My thyroid cancer could reoccur. How often do I really give it much thought? About 15 mins a year, when I go in for annual testing. I'm a stubborn chick...I wouldn't dream of giving that disease that much power over my life. Keep your head up, you are going to be fine.


----------



## shafree (May 8, 2014)

A figure I've seen mentioned in several books is that you have perhaps a 1 in 5 chance of developing an additional autoimmune disease once you've gotten your first. However, I'm not sure that this applies to Hashimoto's, an extremely common disease that seems to be a standalone occurrence for many people. The truth is autoimmune diseases are so tricky to diagnose (if they get diagnosed at all) that I'd doubt the veracity of any statistic.

It's easy to get caught up in worrying about "what if's," especially when your initial diagnosis is new or unexpected, and unless you suffer from chronic health anxiety it's something you'll make peace with in time. It is important to remember that autoimmune diseases are a complicated beast and when clustering occurs it's most likely because of a combination of genetics and complex environmental factors.

When I was diagnosed with Hashimoto's earlier this year (the latest in a string of autoimmune diseases), diabetes was also my first concern. The more I read about it, the more I realized that many studies connecting the two are about diabetics developing thyroid disease, and not the other way around. There are also those with Hashimoto's who end up developing diabetes, but the literature I've found about that tends to leave out important details like whether the Hashimoto's patients had family histories of diabetes and the state of their general health and diet. My conclusion was there's no point in dwelling on it. If it continues to upset you, discuss it with your doctor and they might offer to run some blood work to put your mind at rest.

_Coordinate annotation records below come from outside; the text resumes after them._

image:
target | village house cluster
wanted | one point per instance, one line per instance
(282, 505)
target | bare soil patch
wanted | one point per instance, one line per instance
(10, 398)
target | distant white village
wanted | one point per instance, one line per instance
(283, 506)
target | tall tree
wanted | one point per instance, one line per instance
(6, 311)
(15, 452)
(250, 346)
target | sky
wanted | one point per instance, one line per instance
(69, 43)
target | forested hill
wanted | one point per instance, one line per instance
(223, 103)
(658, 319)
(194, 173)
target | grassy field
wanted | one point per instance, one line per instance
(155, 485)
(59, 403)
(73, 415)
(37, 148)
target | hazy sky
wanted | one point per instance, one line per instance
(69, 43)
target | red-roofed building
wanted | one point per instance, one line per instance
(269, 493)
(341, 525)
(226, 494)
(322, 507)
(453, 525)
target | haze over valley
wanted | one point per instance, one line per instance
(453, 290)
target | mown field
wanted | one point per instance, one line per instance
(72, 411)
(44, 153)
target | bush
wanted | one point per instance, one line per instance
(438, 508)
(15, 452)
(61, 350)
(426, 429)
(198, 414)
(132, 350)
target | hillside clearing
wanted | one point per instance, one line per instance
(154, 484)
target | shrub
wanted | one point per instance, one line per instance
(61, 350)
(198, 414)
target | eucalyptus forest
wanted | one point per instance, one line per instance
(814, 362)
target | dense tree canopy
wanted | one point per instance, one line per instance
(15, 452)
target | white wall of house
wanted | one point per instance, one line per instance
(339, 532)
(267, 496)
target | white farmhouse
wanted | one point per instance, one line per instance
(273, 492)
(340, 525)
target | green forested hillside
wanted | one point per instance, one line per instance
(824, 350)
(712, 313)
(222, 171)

You have a lot of things working in your favor. You're young, presumably active, and you're informed enough to make as many lifestyle changes as possible now to benefit your health long into the future. That puts you light years ahead of many "healthy" people in terms of knowledge, empowerment and incentive to always maintain or improve your health. You're obviously thoughtful and want to be proactive about your Hashimoto's, so I have no doubt the same strength and determination would still be there on the off-chance you developed a second illness, even if you don't think so now.


----------



## CA-Lynn (Apr 29, 2010)

My two cents: there is no evidence to support a direct correlation between Hashimoto's and other autoimmune diseases. The reason why it "comes in clusters" is simply because people are already seeing a doctor for Hashimoto's and in the course of the checkup or follow up visit the doctor asks, "What ails you otherwise?" If you respond and give a list of symptoms, tests will be ordered. The upshot of this is that you catch the disease [whatever it might be] early.

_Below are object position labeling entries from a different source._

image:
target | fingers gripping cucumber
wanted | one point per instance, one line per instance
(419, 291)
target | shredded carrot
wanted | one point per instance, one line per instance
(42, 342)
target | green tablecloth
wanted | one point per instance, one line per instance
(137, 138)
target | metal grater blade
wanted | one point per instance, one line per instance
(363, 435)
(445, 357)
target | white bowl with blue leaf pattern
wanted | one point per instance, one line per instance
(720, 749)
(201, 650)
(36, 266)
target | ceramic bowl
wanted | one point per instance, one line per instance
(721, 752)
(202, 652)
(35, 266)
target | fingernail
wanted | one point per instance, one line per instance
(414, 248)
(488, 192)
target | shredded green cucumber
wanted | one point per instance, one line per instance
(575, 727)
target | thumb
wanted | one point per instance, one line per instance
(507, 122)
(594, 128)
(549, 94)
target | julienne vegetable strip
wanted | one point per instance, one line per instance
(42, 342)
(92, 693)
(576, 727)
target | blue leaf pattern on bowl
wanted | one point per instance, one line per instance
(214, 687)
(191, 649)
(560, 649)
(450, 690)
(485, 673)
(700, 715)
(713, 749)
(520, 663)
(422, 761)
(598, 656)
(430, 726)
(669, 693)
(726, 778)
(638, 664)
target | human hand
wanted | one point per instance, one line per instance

Diabetes is not an autoimmune disease.

In my years with Hashimoto's and visiting forums such as these, I notice people often get sedentary and eat more........gaining weight and predisposing themselves to insulin resistance. So just keep active and odds are excellent that you'll be absolutely fine. Don't worry about it. Trust me, in the grand scheme of things, Hashimoto's is easily treatable.

As far as taking a pill every day for the rest of your life......no big deal. You brush your teeth every morning.....equate it with that.


----------



## shafree (May 8, 2014)

Type 1 diabetes is autoimmune. There's also a type 1.5 diabetes that is autoimmune; it's called both latent and late-onset autoimmune diabetes. There are antibodies tests doctors can order if you're symptomatic or have a family history.

Clustering is something doctors can't really explain, but there are established links between various autoimmune diseases and other diseases and disorders. An example of this is the link between IBD and ankylosing spondylitis, psoriatic arthritis and enteropathic arthritis. If you visit a rheumatologist and say "My back hurts," there are many things they will initially consider. If you visit a rheumatologist and say "My back hurts and I have ulcerative colitis," testing for ankylosing spondylitis and similar diseases will jump from the bottom of their list to the top.

That said, I think Lynn's right on the money with her observation about health message boards.


----------



## Ksum (Jun 21, 2014)

Thank you so much guys. I feel better and more empowered.

I'm just an emotional guy when it comes to my health and future.


----------



## Andros (Aug 26, 2009)

It depends but a lot of us here do have more than one autoimmune thing going on. The thing to do is to "clamp down" now. You don't have to get diabetes. However, some autoimmune diseases are like a "speeding train" and there is not much one can do except to live clean. Very clean!

Plenty of exercise, sunshine, water and positive thoughts.

Welcome to the board and when you have time; please tell us how your doctor decided that you have Hashimoto's, what thyroxine replacement are you on, how much and for how long.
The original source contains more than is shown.